Djashim ne put s’empêcher de lâcher un juron. Avec cet assaut raté s’envolait son dernier espoir de venir à bout des mortiers de manière conventionnelle. Il était maintenant dos au mur. Le jeune général se sentit envahir par la frustration. Quelle situation absurde ! Comment pouvait-il envisager de faire appel au rayon d’Oeklos pour éliminer des hommes et des femmes qui étaient en réalité ses alliés ? C’était tout bonnement inimaginable. Et pourtant il n’avait pas le choix.
Djashim essaya de se convaincre que s’il parvenait à accomplir sa mission pour Lanea, les vies perdues ici ne le seraient pas en vain. C’était cependant une bien piètre consolation face à l’atrocité qu’il s’apprêtait à commettre, et son esprit se rebellait. Il finit par se tourner vers Norim.
- Sergent, accompagnez moi à mes quartiers. Je dois rejoindre le miroir.
Le sous-officier inclina la tête, comprenant ce qu’impliquaient ces propos. Djashim descendit alors l’escalier menant à ses appartements, la mort dans l’âme, Norim sur les talons. Le pilonnage continuait, venant ponctuer le noir de ses pensées.

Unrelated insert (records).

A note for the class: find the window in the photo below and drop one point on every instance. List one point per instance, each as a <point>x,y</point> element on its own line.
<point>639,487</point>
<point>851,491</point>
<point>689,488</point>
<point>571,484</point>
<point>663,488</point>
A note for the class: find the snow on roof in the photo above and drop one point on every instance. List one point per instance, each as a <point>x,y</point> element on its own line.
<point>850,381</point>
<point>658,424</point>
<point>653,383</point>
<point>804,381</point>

La chambre de Djashim était dans le même état qu’à son arrivée, une éternité auparavant. Le seul petit “détail” qui avait changé était le gigantesque miroir, au fond de la pièce. Djashim s’en approcha sans attendre. Il ne voulait pas tergiverser plus longtemps. Il fallait le faire.

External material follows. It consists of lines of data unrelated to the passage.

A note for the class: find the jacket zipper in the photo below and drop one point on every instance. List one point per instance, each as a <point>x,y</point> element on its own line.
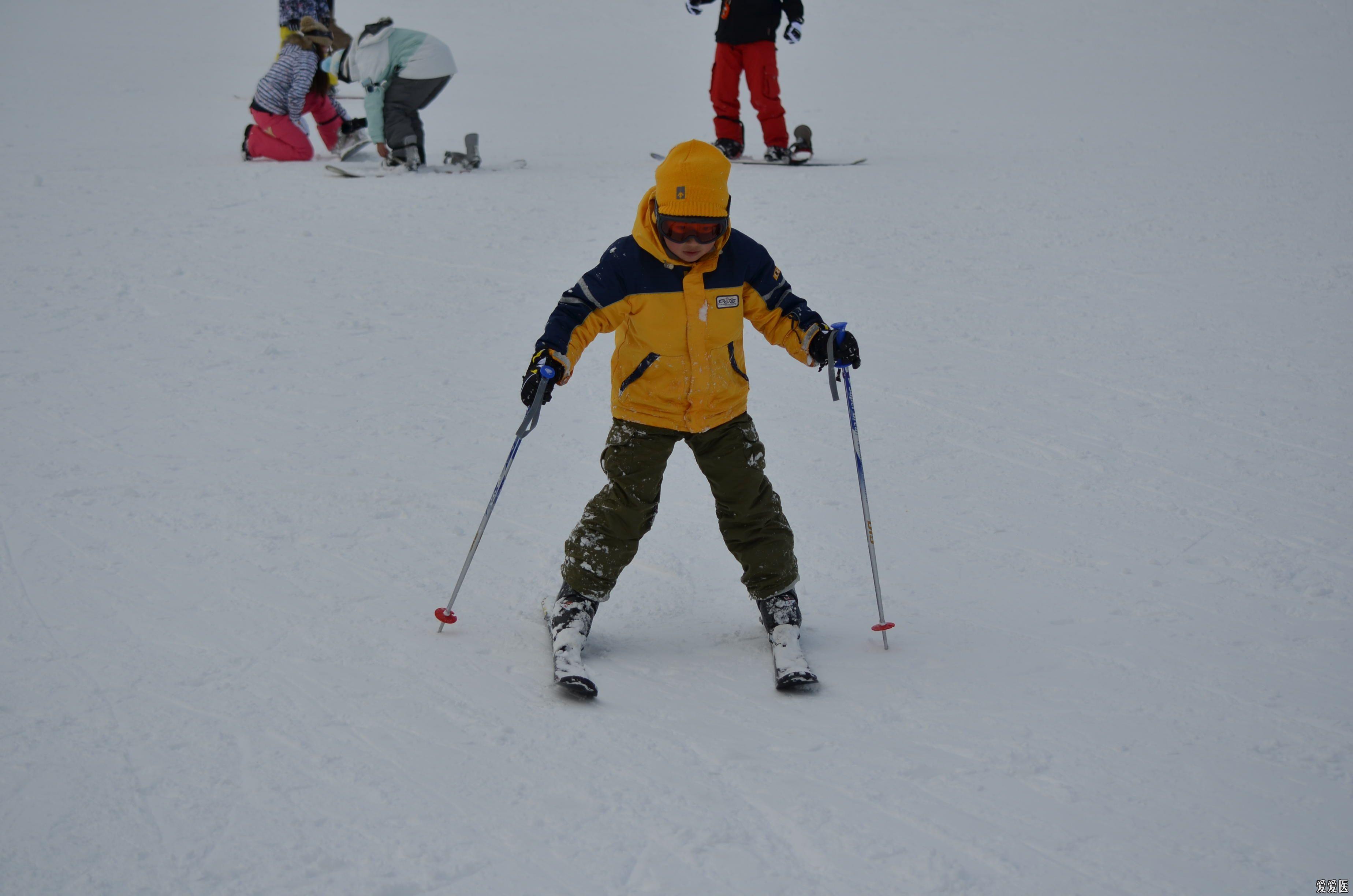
<point>639,372</point>
<point>733,359</point>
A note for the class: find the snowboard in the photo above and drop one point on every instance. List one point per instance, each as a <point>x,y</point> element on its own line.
<point>811,163</point>
<point>569,645</point>
<point>792,672</point>
<point>352,151</point>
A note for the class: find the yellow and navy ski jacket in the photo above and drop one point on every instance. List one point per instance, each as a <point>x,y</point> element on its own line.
<point>678,359</point>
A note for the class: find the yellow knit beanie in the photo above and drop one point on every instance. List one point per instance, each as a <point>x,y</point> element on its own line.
<point>693,180</point>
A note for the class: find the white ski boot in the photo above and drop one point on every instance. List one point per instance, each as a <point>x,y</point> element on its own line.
<point>570,618</point>
<point>781,618</point>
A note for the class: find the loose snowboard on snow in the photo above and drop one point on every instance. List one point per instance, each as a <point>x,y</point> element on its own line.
<point>454,163</point>
<point>569,627</point>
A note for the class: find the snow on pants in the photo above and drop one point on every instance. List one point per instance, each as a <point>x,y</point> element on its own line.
<point>758,60</point>
<point>279,139</point>
<point>750,518</point>
<point>404,98</point>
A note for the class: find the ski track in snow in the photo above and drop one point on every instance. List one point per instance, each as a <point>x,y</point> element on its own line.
<point>251,415</point>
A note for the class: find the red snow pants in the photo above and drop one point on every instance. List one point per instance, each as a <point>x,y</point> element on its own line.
<point>278,137</point>
<point>758,60</point>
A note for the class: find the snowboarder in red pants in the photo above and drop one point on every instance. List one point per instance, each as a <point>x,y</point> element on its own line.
<point>746,42</point>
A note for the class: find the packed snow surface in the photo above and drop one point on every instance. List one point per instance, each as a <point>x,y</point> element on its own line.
<point>1100,263</point>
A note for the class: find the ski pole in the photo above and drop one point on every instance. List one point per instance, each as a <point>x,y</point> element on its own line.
<point>528,423</point>
<point>842,370</point>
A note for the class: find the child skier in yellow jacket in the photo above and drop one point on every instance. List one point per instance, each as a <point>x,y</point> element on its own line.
<point>676,293</point>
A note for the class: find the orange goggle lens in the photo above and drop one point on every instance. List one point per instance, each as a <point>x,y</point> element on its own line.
<point>697,229</point>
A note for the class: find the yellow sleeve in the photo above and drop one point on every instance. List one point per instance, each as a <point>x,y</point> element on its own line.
<point>777,327</point>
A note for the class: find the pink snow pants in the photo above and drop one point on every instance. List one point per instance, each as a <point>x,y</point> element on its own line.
<point>278,137</point>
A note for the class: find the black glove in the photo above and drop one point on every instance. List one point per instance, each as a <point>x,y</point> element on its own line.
<point>531,380</point>
<point>846,350</point>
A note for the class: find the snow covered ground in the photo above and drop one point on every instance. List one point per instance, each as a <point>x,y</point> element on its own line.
<point>1100,263</point>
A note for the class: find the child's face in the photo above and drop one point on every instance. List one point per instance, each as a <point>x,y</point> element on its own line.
<point>692,251</point>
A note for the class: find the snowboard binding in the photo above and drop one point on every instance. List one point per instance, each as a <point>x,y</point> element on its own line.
<point>467,160</point>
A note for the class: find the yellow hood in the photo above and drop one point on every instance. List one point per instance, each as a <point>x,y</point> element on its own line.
<point>646,235</point>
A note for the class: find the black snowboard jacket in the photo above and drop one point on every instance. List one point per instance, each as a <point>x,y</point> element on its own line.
<point>752,21</point>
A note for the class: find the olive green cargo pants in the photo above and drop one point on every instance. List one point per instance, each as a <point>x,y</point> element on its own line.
<point>750,518</point>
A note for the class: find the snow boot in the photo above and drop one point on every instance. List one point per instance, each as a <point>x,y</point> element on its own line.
<point>803,147</point>
<point>783,619</point>
<point>570,618</point>
<point>352,137</point>
<point>730,147</point>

Le jeune général découvrit l’objet, et appuya sur le symbole runique qu’y avait apposé Oeklos, et qui clignotait toujours. Le miroir se brouilla, puis afficha la carte de Samar. Il ne fallait pas être grand sorcier pour deviner ce qu’il y avait à faire. Djashim n’avait qu’à toucher du doigt l’endroit où devait tomber le rayon. Il repéra l’endroit où se trouvait la plus grosse concentration de mortiers et le miroir s’assombrit, affichant un texte en runique.
Autorisation en cours…
Il fallut quelques minutes pour que le texte change.
Cible acceptée. Reconfiguration des satellites. Impact dans 4 minutes…
Le mal était fait. Il n’y avait plus rien d’autre à faire, à présent. Le jeune général s’assit par terre, se prenant la tête entre les mains.
La porte de ses appartements s’ouvrit alors soudainement, et Djashim aperçut avec surprise apparaitre le visage de Taric, accompagné d’Ayrîa.